My general recommendation when you are thinking of using AI in production to solve a problem would be to start with something that is easy to understand and debug, and then evolve to a more complicated process (like using neural networks) if it yields better results.
Prototype, prototype, and prototype! Don't be afraid of failing. AI can be complicated. Applying AI to solve the complicated problems is even harder. You need to get your hands in the clay sometimes to understand if AI techniques can or cannot work for you.

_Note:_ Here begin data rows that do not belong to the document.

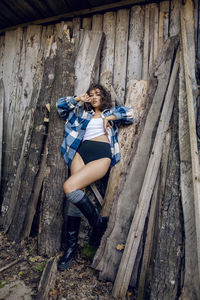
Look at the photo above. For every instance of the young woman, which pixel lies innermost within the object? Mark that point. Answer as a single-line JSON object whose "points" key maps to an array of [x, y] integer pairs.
{"points": [[90, 148]]}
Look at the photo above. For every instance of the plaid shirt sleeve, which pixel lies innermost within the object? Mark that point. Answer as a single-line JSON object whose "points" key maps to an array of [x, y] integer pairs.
{"points": [[65, 105], [124, 115]]}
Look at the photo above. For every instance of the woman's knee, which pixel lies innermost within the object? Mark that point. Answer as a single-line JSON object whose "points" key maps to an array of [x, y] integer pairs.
{"points": [[68, 187]]}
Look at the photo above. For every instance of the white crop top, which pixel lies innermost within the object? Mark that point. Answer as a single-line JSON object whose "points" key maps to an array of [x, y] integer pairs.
{"points": [[94, 129]]}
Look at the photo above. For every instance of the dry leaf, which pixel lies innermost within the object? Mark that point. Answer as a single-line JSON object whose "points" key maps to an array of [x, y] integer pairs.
{"points": [[120, 247], [48, 106]]}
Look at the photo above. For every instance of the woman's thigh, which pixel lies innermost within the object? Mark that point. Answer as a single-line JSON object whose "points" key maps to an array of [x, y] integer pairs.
{"points": [[88, 174], [77, 164]]}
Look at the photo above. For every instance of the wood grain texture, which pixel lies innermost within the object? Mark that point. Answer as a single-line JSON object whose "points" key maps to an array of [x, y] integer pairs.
{"points": [[135, 43], [107, 60], [137, 227], [124, 203], [120, 61], [87, 60]]}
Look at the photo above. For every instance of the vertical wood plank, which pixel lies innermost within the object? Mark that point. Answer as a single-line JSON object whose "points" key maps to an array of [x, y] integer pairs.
{"points": [[120, 63], [158, 194], [137, 226], [145, 70], [107, 60], [76, 31], [191, 280], [175, 17], [2, 100], [87, 60], [87, 23], [126, 197], [135, 43], [164, 11], [97, 22], [187, 21]]}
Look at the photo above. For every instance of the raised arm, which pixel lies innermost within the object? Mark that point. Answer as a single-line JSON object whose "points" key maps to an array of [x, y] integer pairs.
{"points": [[121, 115], [67, 104]]}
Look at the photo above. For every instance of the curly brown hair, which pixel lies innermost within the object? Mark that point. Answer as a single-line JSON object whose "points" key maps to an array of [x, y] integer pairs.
{"points": [[105, 97]]}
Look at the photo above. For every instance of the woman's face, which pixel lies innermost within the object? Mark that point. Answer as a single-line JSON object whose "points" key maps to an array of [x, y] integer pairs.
{"points": [[95, 97]]}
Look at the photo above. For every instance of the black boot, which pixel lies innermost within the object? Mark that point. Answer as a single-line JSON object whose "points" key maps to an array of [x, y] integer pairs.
{"points": [[73, 225], [98, 223]]}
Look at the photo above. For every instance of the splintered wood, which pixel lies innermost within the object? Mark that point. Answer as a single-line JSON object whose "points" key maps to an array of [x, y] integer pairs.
{"points": [[126, 196]]}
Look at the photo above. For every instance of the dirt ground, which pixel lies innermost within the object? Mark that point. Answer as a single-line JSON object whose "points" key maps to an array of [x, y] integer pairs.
{"points": [[21, 280]]}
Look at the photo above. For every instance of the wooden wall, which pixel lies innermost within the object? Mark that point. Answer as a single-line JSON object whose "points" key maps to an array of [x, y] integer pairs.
{"points": [[133, 38]]}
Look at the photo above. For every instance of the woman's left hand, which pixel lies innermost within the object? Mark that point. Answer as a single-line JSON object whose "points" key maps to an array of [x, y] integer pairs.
{"points": [[106, 124]]}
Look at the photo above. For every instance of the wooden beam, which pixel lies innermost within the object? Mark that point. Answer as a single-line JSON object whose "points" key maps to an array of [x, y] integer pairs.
{"points": [[145, 71], [78, 13], [87, 60], [47, 280], [188, 51], [125, 199], [191, 288], [2, 96], [107, 60], [137, 226]]}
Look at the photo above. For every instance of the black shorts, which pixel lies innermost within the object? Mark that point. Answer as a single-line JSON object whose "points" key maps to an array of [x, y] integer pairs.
{"points": [[93, 150]]}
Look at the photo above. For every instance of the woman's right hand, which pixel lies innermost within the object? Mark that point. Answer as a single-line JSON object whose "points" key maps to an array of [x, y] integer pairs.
{"points": [[83, 97]]}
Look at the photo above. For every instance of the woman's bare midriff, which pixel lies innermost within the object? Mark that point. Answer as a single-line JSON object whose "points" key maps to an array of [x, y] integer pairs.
{"points": [[101, 138]]}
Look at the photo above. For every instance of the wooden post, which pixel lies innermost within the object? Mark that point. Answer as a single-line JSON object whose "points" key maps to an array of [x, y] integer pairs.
{"points": [[120, 62], [188, 52], [97, 23], [191, 272], [145, 71], [2, 97], [136, 99], [158, 194], [137, 226], [107, 60], [47, 281], [126, 197], [87, 60], [87, 23], [135, 43]]}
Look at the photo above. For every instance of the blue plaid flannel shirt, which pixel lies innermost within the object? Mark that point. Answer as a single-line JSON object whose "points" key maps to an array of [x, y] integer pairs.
{"points": [[77, 120]]}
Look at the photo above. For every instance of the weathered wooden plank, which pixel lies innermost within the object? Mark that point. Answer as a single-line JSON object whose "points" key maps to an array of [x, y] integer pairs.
{"points": [[107, 60], [97, 22], [135, 43], [76, 32], [52, 194], [145, 273], [164, 15], [13, 45], [87, 59], [145, 71], [174, 21], [188, 63], [167, 258], [128, 259], [191, 277], [47, 281], [2, 99], [97, 25], [124, 203], [33, 137], [87, 23], [18, 96], [148, 243], [155, 35], [136, 99], [78, 13], [120, 60]]}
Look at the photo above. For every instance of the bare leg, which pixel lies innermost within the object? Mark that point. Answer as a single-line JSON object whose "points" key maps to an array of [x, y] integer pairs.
{"points": [[86, 175]]}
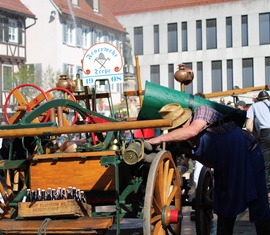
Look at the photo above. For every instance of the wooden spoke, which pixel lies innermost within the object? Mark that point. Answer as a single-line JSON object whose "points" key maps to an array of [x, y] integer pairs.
{"points": [[14, 183], [163, 195], [23, 99], [62, 115]]}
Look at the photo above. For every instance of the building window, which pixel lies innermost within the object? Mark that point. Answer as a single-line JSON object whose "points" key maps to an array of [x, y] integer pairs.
{"points": [[111, 39], [155, 74], [171, 76], [172, 38], [199, 77], [199, 34], [248, 73], [189, 87], [85, 38], [95, 5], [211, 33], [13, 31], [70, 33], [267, 70], [156, 39], [264, 20], [244, 30], [100, 37], [216, 76], [75, 2], [6, 77], [138, 40], [229, 74], [69, 69], [184, 37], [228, 31]]}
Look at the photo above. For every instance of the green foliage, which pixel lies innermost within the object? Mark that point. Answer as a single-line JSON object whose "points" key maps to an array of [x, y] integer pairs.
{"points": [[25, 74]]}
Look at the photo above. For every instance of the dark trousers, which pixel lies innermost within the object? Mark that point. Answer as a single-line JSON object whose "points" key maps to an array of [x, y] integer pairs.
{"points": [[264, 141], [225, 226]]}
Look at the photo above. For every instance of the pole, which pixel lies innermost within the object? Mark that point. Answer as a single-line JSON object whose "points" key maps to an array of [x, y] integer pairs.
{"points": [[139, 79], [6, 132]]}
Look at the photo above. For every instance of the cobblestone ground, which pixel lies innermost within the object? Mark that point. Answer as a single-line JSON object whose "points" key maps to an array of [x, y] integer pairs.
{"points": [[134, 226]]}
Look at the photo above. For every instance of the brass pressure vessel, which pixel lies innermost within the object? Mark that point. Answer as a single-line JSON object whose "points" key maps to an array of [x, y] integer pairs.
{"points": [[134, 152]]}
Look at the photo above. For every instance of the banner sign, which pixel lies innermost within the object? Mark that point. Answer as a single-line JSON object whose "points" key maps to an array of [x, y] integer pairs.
{"points": [[102, 61]]}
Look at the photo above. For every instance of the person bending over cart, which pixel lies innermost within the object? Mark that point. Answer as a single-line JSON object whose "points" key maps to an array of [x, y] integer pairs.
{"points": [[235, 157]]}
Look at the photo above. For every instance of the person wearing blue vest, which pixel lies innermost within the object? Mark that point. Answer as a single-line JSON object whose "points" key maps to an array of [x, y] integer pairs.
{"points": [[218, 142], [258, 123]]}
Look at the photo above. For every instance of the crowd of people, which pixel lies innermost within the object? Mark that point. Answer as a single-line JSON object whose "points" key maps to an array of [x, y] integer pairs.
{"points": [[239, 156]]}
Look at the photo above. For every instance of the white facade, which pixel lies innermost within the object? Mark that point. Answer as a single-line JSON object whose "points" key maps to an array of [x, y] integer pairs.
{"points": [[46, 46], [219, 11]]}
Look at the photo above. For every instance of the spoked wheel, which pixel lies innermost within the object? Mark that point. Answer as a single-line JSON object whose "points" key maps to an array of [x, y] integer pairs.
{"points": [[22, 101], [162, 206], [204, 202], [62, 114], [10, 185]]}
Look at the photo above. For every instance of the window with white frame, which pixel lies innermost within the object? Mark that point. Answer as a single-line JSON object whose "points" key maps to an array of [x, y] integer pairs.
{"points": [[248, 72], [200, 77], [99, 36], [111, 39], [229, 74], [138, 40], [244, 22], [70, 33], [199, 34], [171, 76], [155, 74], [85, 38], [267, 70], [69, 70], [75, 2], [13, 31], [6, 77], [229, 40], [264, 23], [172, 38], [156, 39], [211, 33], [184, 36], [189, 87], [216, 76], [96, 5]]}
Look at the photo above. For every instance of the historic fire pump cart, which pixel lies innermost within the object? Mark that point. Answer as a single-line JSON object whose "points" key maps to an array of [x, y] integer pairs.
{"points": [[62, 161]]}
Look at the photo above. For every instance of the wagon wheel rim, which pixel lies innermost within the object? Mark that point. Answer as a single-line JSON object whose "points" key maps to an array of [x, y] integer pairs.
{"points": [[163, 197], [203, 202], [24, 106], [67, 95]]}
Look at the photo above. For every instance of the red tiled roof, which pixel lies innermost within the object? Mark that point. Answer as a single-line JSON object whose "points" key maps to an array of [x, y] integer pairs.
{"points": [[16, 6], [84, 11], [125, 7]]}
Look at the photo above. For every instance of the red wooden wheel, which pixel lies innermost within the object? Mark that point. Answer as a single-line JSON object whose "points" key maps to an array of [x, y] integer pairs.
{"points": [[21, 100]]}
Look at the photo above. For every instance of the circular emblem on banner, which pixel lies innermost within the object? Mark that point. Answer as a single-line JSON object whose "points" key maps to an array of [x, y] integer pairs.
{"points": [[102, 61]]}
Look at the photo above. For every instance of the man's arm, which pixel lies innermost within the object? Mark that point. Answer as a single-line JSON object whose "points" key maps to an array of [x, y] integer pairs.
{"points": [[181, 134], [250, 127]]}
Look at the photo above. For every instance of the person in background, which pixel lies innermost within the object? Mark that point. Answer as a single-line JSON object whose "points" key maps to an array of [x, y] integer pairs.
{"points": [[258, 123], [240, 105], [237, 161]]}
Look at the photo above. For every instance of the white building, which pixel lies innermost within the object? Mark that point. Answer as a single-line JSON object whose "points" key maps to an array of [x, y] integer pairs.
{"points": [[65, 29], [226, 43]]}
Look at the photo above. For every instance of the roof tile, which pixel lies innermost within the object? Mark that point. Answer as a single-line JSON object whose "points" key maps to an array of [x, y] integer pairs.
{"points": [[105, 17], [125, 7], [16, 6]]}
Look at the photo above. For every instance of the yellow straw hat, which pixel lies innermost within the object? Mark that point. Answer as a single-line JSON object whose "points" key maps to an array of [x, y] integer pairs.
{"points": [[176, 113]]}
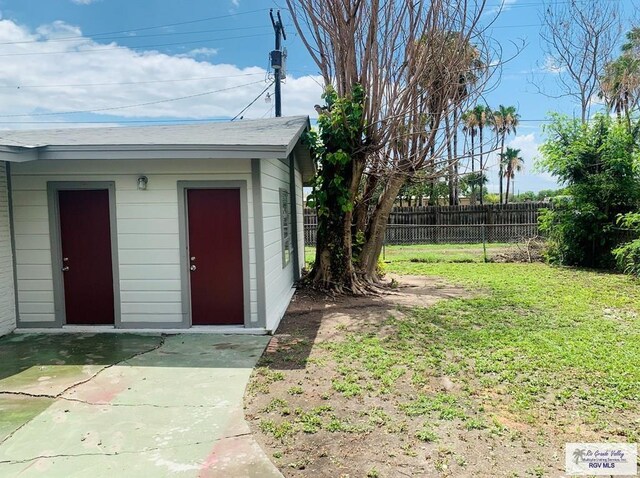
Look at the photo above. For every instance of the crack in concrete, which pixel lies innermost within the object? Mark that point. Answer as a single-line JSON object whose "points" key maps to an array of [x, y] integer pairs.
{"points": [[163, 338], [137, 354], [116, 453], [87, 380], [107, 404]]}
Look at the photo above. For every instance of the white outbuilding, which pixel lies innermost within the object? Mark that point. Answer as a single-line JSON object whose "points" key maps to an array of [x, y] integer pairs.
{"points": [[157, 227]]}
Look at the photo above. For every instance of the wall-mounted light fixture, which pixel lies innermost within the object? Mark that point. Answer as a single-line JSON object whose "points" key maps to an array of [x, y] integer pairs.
{"points": [[142, 183]]}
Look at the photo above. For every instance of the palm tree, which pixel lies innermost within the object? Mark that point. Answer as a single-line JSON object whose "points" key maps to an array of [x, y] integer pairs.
{"points": [[504, 121], [473, 181], [470, 128], [620, 82], [482, 114], [510, 162]]}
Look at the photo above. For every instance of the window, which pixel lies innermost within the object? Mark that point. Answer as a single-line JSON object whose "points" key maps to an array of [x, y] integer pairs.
{"points": [[285, 222]]}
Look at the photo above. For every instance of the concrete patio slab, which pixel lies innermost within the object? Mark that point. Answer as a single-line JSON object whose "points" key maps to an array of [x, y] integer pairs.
{"points": [[156, 406]]}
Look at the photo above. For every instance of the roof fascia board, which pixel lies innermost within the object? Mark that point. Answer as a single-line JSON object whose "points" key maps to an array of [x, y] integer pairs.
{"points": [[16, 154]]}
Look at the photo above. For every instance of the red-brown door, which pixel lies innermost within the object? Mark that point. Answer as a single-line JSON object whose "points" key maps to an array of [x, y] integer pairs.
{"points": [[85, 232], [215, 256]]}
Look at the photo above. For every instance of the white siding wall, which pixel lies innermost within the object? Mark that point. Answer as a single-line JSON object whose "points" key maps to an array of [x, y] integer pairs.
{"points": [[278, 280], [7, 298], [147, 223], [300, 218]]}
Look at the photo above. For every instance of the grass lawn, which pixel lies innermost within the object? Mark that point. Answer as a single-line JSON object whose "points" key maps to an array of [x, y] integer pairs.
{"points": [[429, 253], [491, 383]]}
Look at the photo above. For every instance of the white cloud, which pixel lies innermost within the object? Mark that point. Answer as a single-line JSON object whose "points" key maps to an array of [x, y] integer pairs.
{"points": [[121, 76], [199, 53], [528, 147], [504, 6], [531, 179], [550, 65]]}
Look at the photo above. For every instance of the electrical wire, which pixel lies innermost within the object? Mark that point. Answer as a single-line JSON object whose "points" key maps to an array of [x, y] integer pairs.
{"points": [[70, 85], [255, 99], [149, 103], [188, 22], [135, 37], [141, 47]]}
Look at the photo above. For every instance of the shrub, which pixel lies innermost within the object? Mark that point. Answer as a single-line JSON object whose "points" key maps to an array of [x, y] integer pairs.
{"points": [[598, 164]]}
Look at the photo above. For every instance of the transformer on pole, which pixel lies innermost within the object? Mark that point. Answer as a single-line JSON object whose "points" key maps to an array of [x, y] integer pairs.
{"points": [[278, 58]]}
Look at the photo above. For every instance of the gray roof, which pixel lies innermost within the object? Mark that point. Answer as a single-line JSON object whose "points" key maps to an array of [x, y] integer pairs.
{"points": [[267, 138]]}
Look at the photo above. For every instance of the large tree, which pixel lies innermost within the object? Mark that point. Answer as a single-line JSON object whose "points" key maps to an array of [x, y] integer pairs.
{"points": [[620, 81], [394, 69], [510, 162], [504, 121], [578, 38]]}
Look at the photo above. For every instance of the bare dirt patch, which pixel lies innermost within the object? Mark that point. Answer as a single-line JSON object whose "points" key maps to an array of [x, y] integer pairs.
{"points": [[332, 398]]}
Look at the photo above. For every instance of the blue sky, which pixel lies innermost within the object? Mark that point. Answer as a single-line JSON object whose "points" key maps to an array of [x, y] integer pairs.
{"points": [[137, 61]]}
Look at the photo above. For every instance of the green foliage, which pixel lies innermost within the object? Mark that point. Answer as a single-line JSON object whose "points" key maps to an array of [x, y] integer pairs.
{"points": [[598, 164], [541, 195], [628, 255], [339, 134]]}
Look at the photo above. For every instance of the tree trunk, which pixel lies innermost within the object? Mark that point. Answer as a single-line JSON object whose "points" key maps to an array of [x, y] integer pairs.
{"points": [[361, 210], [501, 166], [333, 269], [450, 180], [472, 199], [481, 168], [506, 195], [456, 160], [372, 248]]}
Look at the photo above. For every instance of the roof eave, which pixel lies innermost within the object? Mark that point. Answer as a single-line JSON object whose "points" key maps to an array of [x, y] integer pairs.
{"points": [[141, 151]]}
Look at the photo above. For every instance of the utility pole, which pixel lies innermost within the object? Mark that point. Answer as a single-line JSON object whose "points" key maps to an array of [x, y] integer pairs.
{"points": [[278, 58]]}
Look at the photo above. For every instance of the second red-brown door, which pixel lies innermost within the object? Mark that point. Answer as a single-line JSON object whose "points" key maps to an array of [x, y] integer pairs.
{"points": [[215, 256]]}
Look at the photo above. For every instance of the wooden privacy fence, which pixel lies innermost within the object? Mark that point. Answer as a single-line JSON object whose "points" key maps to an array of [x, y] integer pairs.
{"points": [[452, 224]]}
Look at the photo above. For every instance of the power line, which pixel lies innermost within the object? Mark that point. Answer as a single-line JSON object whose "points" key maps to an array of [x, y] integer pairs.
{"points": [[254, 100], [141, 47], [149, 103], [188, 22], [170, 121], [128, 82], [129, 37]]}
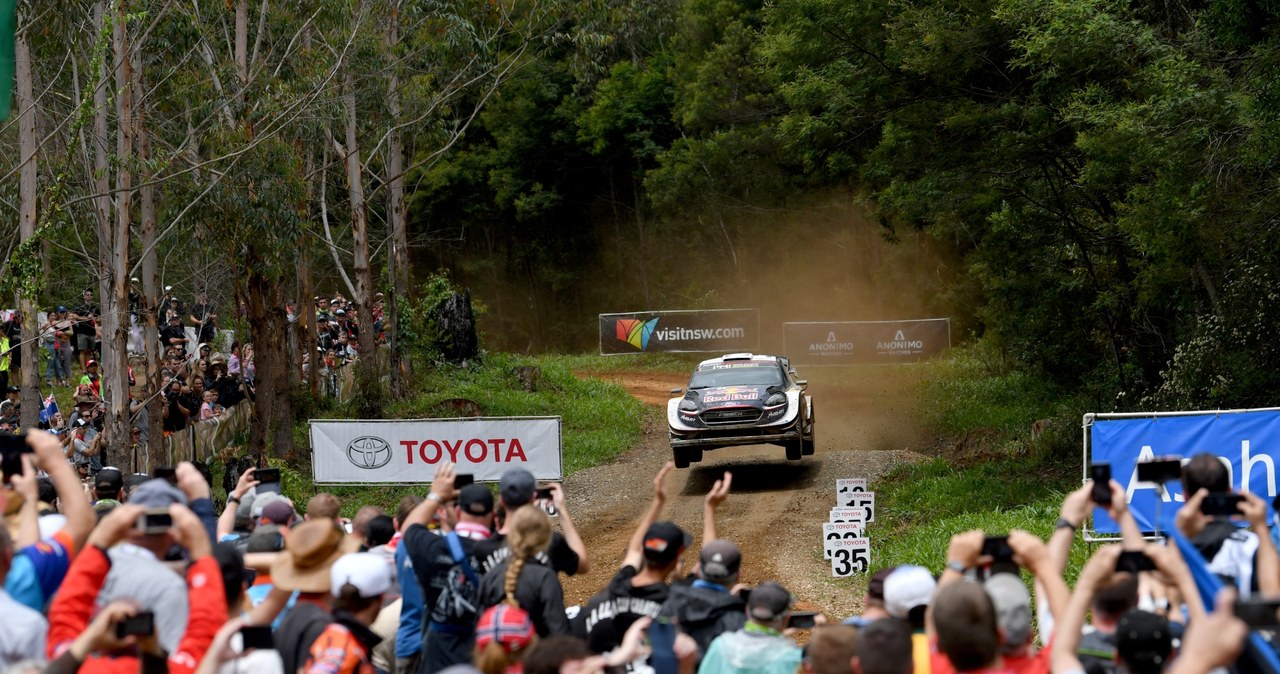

The truth about your data might surprise you. Using AI techniques often reveals some interesting patterns about your data. The patterns could help to identify interesting use-cases/issues that you might not have thought about.

Resources to learn more

Create Simple Text Model for Classification is an excellent example to get started with a simple text classification model. It is a simple text classifier that uses a bag-of-words model.
Classify Text Data Using Deep Learning is another excellent example to classify text data using an LSTM network. It is a complex text classifier but can return some great results even for cold-start problems.